色々とおかしいと思いながらも、勇者を勇者と断定するモノもないのだから、二人としては決断を先延ばしにするしかなかったのだ。
「嘘じゃないのに……」
肩を落とした少女は、土産に買った大福を片手にそんなことを呟いていた。
周囲が暗くなり始めたこともあり、喫茶店からは既に出ているのだが、未だに桜は宿を探していない。
宿は深夜でもない限りは見つかるという理由もあるのだが、それ以前に二人の信用が得られるまで離れたくないという理由が大きいようで、ずっと似たようなことを譫言のように繰り返していた。
嘘ではない、『すてーたす』なるモノには全て書いてある等々、桜もどうにかこうにか証明しようとしているのだが、一向に進展する気配はない。
「信用してあげたいのは山々なんだけどね……僕はそもそも君を信用してあげたいのかな?」
「キリレンコ君、酷くない?」
「別にキキは酷くないわよ。酷いのはどっちかっていうとサクラの虚言」
「虚言じゃないもん!ウチ、ちゃんと勇者だから!」
店を出る前から繰り返されている、変わり映えのない問答に飽き飽きしながら、キキはため息を吐く。
「でも証明はできないんだよね」
「うん……」
一瞬だけ戻っていた調子も再び下がり、少女はどんよりとした雰囲気のまま大福を齧る。それで少しばかり頰が上がるも、すぐに落ちてしまう。
「どうしたら信用してくれるの?」
「勇者らしく、魔王を倒してみるとか。後は……何がある?」
「そこでアタシに振らないでくれる?」
「じゃあ、とりあえず魔王を倒してみよう」
キキがピンと指を立てるも、すぐに桜はその指を掴んで折り畳む。
その様子を見てティナが目元をピクリと動かしたが、特に何か行動を起こすことはなかった。
「絶対とりあえずじゃないよね、それ」
「でも勇者が成し遂げたことってなると、それぐらいなんだよ」
その他にも沢山あるが、基本的にはその全てが文化の礎を築き上げたという言葉で纏められてしまうのだ。

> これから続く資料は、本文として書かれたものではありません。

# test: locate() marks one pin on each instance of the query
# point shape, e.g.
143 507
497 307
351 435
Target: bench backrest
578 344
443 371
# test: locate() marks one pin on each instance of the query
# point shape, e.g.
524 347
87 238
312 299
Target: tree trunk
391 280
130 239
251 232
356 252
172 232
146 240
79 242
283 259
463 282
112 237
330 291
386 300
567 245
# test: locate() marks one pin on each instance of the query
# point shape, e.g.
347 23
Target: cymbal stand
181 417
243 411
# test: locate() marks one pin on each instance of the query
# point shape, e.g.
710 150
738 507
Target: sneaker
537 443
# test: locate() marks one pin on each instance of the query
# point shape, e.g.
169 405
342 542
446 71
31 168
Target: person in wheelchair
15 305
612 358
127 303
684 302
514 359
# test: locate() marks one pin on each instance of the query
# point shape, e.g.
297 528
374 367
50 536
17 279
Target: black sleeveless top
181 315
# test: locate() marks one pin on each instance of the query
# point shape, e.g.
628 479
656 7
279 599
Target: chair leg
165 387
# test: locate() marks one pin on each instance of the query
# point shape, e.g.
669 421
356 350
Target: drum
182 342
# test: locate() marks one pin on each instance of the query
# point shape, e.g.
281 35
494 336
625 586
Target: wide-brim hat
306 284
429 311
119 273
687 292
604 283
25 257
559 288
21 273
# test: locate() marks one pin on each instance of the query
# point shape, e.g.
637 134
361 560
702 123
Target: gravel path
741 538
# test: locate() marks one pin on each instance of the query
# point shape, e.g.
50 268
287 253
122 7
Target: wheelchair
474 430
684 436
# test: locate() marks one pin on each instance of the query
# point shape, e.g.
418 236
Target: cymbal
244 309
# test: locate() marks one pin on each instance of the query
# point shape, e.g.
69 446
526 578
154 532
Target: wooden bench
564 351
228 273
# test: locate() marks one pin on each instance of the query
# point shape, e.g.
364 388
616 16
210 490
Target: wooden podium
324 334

やはり一番手っ取り早い勇者の証明となると、魔王討伐になってしまう。それはキキだけでなく、ティナも似たようなことになっているらしい。少しばかり首を捻っているものの、代案はないようである。
「ウチ、ハードル上げやがった昔の勇者を殴りたい」
ギリと音が出るほど拳を握り締め、桜は呟いた。
「勇者と偽勇者の殴り合いは少し見てみたいね」
「偽じゃない!」
しかし、その拳が振るわれた先は当然過去の勇者ではなく、目の前に立っていたキキ。そもそも直撃させるつもりもなかったようではあったが、万が一に備えて大袈裟にそれを避けたキキは、これまた大袈裟に両手を上げた。
「はいはい、その拳は本物に違いない」
「絶対信用してないじゃん、それ」
その一部始終を隣で見ていた一人の少女が、眉間に皺を寄せ、割と本気で殴りかかりそうになっていたのを片手間に静止しつつ、少年は上げていた手の片方を顎に当てる。

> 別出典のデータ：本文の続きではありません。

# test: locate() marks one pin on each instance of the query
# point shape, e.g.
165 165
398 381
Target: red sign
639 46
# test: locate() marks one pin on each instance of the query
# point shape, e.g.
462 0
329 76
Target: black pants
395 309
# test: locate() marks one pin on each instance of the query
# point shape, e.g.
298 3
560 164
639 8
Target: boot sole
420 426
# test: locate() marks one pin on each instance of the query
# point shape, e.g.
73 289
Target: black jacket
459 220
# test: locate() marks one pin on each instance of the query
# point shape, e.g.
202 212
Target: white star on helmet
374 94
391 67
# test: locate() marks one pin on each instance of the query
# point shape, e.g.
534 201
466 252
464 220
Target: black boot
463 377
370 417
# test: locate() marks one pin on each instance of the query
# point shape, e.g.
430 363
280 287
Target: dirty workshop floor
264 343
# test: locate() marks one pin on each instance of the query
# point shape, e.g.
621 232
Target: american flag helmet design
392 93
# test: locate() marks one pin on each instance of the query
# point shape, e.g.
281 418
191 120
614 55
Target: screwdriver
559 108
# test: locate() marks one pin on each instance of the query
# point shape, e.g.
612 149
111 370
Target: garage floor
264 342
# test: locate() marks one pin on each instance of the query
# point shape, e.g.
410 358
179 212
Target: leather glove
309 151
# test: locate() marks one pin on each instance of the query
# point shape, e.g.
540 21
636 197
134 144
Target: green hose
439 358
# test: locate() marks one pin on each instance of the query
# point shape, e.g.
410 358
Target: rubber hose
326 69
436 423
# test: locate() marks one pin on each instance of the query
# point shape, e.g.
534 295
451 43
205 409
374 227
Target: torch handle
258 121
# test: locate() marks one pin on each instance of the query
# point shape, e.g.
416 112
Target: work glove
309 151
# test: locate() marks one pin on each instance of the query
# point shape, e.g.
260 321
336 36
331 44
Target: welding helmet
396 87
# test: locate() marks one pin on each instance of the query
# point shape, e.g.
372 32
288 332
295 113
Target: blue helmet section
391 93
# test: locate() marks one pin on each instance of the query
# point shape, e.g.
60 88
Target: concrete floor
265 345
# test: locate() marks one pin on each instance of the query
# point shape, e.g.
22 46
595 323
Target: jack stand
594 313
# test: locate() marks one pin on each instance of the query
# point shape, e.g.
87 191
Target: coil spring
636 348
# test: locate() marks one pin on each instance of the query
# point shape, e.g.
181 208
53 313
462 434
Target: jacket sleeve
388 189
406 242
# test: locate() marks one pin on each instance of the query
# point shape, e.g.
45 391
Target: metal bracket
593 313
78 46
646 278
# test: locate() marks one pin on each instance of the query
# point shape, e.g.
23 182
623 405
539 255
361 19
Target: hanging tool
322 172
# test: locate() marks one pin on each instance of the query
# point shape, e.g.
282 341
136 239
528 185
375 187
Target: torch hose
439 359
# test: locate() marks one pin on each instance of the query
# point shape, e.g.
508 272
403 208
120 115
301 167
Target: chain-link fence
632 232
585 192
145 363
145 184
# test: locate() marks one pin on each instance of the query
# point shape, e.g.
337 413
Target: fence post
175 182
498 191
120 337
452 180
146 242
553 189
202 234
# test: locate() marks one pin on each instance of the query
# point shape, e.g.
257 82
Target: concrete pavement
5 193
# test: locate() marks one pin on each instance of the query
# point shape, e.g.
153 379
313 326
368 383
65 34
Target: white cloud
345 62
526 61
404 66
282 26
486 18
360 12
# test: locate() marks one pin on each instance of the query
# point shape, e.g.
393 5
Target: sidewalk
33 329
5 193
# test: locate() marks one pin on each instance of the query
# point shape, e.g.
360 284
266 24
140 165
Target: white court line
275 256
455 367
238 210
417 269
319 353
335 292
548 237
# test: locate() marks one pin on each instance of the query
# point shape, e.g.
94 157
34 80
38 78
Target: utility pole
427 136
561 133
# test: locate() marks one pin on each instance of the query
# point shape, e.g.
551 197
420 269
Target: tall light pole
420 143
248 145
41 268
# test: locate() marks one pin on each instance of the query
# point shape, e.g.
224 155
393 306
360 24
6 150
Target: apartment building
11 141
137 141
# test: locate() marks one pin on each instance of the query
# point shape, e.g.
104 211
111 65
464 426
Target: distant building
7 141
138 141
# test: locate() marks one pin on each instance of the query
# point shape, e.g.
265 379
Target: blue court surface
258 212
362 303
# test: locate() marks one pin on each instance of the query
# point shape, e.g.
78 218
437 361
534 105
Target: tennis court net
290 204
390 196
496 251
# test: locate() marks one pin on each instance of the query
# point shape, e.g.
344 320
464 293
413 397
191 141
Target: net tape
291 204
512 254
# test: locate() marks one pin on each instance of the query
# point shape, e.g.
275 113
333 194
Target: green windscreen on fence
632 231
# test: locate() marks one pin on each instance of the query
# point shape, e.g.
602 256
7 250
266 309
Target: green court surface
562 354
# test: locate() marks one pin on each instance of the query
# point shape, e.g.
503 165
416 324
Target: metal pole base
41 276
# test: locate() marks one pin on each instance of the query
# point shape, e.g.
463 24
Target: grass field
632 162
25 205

「というかウチ、まだレベル……じゃなかった。日本語で何て言うんだろ、これ。とにかく、全然成長してないから魔王とか無理だよ」
また良く分からないことを言っている桜は完全に放置し、キキの思考は翌日以降の予定へと移っていた。
そもそも今日という日も、彼の予定では誰かに費やすはずではなかった。ティナやピノが困っているなら助けていたかもしれないが、見ず知らずの少女に時間を割く予定など、彼の頭の中には一片たりとも存在していなかったのだ。
事前に立てていた予定通りにことが進めば、今頃キキは課題の最初の方に手をつけていただろう。

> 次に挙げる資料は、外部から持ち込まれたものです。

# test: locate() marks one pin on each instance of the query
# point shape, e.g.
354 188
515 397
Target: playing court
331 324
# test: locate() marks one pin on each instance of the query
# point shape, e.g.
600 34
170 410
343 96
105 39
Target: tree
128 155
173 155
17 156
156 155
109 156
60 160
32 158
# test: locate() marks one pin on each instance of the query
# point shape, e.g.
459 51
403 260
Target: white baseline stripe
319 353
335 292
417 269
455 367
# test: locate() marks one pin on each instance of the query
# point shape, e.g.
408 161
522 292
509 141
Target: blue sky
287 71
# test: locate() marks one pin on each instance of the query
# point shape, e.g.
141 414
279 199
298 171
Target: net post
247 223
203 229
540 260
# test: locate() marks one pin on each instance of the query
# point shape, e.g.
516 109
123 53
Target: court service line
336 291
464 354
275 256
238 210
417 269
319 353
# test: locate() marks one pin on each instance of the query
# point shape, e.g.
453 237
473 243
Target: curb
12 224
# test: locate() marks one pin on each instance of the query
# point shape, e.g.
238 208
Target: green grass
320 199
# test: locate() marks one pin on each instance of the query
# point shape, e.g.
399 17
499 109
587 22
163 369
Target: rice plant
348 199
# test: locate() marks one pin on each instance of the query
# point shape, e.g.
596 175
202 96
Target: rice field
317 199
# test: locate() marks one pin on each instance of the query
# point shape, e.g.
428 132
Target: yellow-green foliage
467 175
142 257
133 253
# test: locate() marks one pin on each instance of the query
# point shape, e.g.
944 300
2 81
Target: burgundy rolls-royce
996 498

にも関わらず、少年は二人の少女と一緒に喫茶店へ行き、勇者をどのように証明するのかを考えさせられることになった。羨ましがられる要素が幾つかあるかもしれないが、キキからしてみれば最悪の一言だ。
そして結局はその問題も解決できず、課題も予定通りには進んでいないのだから、最悪を通り越した何かと化している。
「とりあえず、明日……は無理かな。いや、どうせ書くこと大してないし明日でも」
課せられた宿題が進んでいないのは本当なのだが、クマノミ遺跡で起こったことを馬鹿正直に書くこともできず、かといって桜以外のことを書こうにも、書くことが全くと言っていいほどないのも事実である。
遺跡の中でやり過ごす為に考えていた方法を、今こそ実践すべきなのではないだろうか。そんな思考に入り込んだ瞬間、キキの横合いから咎めるような声が割り込む。
「キキ?」
名前を呼ばれただけだった。
別にそれ以上のことは何もされなかったのに、キキは身体を僅かに震わせた。彼が視線を声の方へズラせば、ジトっとした目で見つめる少女が一人。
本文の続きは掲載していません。